What could cause AWS S3 MultiObjectDeleteException?-CodePudding

In our Spring Boot app, we are using AmazonS3Client.deleteObjects() to delete multiple objects in a bucket. From time to time, the request throws MultiObjectDeleteException and one or many objects won't be deleted. It is not often, about 5 failures among thousands of requests. But still it could be a problem. What could lead to the exception?

And I have no idea how to debug. The log from our app follows the data flow but not showing much useful information. It suddenly throws the exception after the request. Please help.

Another thing is that the exception comes back with a 200 code. How could this be possible?

com.amazonaws.services.s3.model.MultiObjectDeleteException: One or more objects could not be deleted (Service: null; Status Code: 200; Error Code: null; Request ID: xxxx; S3 Extended Request ID: yyyy; Proxy: null)

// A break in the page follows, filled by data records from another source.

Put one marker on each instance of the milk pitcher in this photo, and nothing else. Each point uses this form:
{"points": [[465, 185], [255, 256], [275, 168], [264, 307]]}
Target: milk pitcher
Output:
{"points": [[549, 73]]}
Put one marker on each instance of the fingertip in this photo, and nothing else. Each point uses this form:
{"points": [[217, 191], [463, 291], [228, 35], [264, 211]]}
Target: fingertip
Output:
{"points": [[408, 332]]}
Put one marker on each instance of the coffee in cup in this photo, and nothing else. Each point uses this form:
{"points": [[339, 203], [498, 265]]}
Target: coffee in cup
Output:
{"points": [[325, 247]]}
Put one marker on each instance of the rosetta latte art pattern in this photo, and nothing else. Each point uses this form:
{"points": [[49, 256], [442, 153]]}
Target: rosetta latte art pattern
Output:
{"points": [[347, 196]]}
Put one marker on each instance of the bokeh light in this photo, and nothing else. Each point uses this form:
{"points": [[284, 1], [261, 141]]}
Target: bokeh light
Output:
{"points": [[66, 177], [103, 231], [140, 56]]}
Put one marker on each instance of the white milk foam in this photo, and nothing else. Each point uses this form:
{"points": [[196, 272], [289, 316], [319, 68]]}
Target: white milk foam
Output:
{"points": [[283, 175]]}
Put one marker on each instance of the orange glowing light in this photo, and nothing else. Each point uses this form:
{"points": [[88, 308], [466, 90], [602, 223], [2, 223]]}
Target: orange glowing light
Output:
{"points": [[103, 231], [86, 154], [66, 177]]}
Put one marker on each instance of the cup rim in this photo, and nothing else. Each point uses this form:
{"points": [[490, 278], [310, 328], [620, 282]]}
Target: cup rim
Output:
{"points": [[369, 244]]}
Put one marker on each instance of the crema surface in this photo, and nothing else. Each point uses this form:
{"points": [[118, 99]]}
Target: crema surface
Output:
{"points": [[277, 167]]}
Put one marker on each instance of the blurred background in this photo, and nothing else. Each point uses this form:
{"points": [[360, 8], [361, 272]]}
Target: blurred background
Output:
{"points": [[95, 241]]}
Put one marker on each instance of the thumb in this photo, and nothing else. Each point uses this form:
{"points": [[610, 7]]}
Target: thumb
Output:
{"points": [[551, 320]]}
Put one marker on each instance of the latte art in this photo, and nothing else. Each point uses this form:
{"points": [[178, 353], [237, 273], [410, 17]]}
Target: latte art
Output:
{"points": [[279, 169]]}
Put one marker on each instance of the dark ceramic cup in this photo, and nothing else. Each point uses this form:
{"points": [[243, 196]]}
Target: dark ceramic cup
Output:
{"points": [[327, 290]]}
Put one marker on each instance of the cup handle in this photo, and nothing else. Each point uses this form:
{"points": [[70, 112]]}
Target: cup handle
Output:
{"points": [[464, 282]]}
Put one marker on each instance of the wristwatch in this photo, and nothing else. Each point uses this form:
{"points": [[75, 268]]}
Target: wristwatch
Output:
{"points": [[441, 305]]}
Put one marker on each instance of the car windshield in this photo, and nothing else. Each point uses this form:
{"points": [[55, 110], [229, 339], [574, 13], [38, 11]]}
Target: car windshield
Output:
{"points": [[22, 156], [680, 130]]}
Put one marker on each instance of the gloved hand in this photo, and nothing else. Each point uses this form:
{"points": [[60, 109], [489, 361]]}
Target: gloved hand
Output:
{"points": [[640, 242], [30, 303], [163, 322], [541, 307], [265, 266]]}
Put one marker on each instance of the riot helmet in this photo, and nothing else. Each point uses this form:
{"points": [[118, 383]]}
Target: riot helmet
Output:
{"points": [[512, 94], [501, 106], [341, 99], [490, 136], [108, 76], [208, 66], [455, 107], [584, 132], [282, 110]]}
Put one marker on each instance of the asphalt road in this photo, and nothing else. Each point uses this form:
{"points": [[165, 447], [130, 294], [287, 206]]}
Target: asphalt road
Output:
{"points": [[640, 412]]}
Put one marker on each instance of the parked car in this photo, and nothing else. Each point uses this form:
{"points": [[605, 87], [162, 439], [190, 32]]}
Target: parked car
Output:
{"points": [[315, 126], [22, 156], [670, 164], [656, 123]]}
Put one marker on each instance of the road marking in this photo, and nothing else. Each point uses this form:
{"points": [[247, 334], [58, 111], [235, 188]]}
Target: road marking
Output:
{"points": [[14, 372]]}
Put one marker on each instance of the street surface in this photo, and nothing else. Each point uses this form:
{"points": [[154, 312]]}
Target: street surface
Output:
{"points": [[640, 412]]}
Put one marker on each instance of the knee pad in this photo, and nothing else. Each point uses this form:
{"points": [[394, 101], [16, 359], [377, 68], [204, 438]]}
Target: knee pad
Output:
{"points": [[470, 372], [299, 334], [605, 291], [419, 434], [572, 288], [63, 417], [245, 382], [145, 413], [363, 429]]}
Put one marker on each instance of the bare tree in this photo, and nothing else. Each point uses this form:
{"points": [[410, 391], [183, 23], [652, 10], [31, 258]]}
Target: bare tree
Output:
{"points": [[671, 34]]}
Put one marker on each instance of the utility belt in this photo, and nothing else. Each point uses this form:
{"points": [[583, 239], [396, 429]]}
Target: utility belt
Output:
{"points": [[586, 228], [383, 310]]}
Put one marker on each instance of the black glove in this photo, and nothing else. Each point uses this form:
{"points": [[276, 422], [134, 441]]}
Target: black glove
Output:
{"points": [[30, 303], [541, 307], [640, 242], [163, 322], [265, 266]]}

CodePudding user response：

TLDR: Some error rates are normal and the application should handle them. 500 and 503 errors are retriable. The MultiObjectDeleteException should provide a clue and getDeletedObjects() gives you a list of the deleted objects. The rest you should mostly try later.

In the MultiObjectDeleteException documentation is said that exception should have an explanation of the issue which caused the error

https://docs.aws.amazon.com/AWSJavaSDK/latest/javadoc/com/amazonaws/services/s3/model/MultiObjectDeleteException.html

Exception for partial or total failure of the multi-object delete API, including the errors that occurred. For successfully deleted objects, refer to getDeletedObjects().

According to https://aws.amazon.com/s3/sla/ AWS does not guarantee 100% availability. Again, according to that document:

• “Error Rate” means: (i) the total number of internal server errors returned by the Amazon S3 Service as error status “InternalError” or “ServiceUnavailable” divided by (ii) the total number of requests for the applicable request type during that 5-minute interval. We will calculate the Error Rate for each Amazon S3 Service account as a percentage for each 5-minute interval in the monthly billing cycle. The calculation of the number of internal server errors will not include errors that arise directly or indirectly as a result of any of the Amazon S3 SLA Exclusions.

Usually we think about SLA in the terms of downtimes so it is easy to assume that AWS does mean the same. But that's not the case here. Some number of errors is normal and should be expected. In many documents AWS does suggest that you should implement a combination of slowdowns and retries e.g. here https://docs.aws.amazon.com/AmazonS3/latest/userguide/ErrorBestPractices.html

Some 500 and 503 errors are, again, part of the normal operation https://aws.amazon.com/premiumsupport/knowledge-center/http-5xx-errors-s3/ The documents specifically says:

Because Amazon S3 is a distributed service, a very small percentage of 5xx errors is expected during normal use of the service. All requests that return 5xx errors from Amazon S3 can be retried. This means that it's a best practice to have a fault-tolerance mechanism or to implement retry logic for any applications making requests to Amazon S3. By doing so, S3 can recover from these errors.

Edit: Later was added a question: "How is it possible that the API call returned status code 200 while some objects were not deleted."

And the answer to that is very simple: This is how the API is defined. From the JDK reference page for deleteObjects you can go directly to the AWS API documentation page https://docs.aws.amazon.com/AmazonS3/latest/API/API_DeleteObjects.html Which says that this is the expected behavior. Status code 200 means that the high level API code succeeded and was able to request the deletion of the listed objects. Well, some of these actions did fail and, but the API call did create a report about it in the response.

Why does the Java API throw an exception then? Again, the authors of the AWS Java SDK tried to translate the response to the Java programming language and they clearly thought that while AWS API works with a non-zero error rate as part of the service agreement, Java developers are more used to a situation that anything but 100% success should end up by an exception.

Both of the abstractions are well documented and it is the programmer who is responsible for a precise implementation. The engineering rule is cheap, fast, reliable - chose two. AWS was able to provide a service which has all three with a reasonable concession that part of the reliability will be implemented on the client side - retries and slow-downs.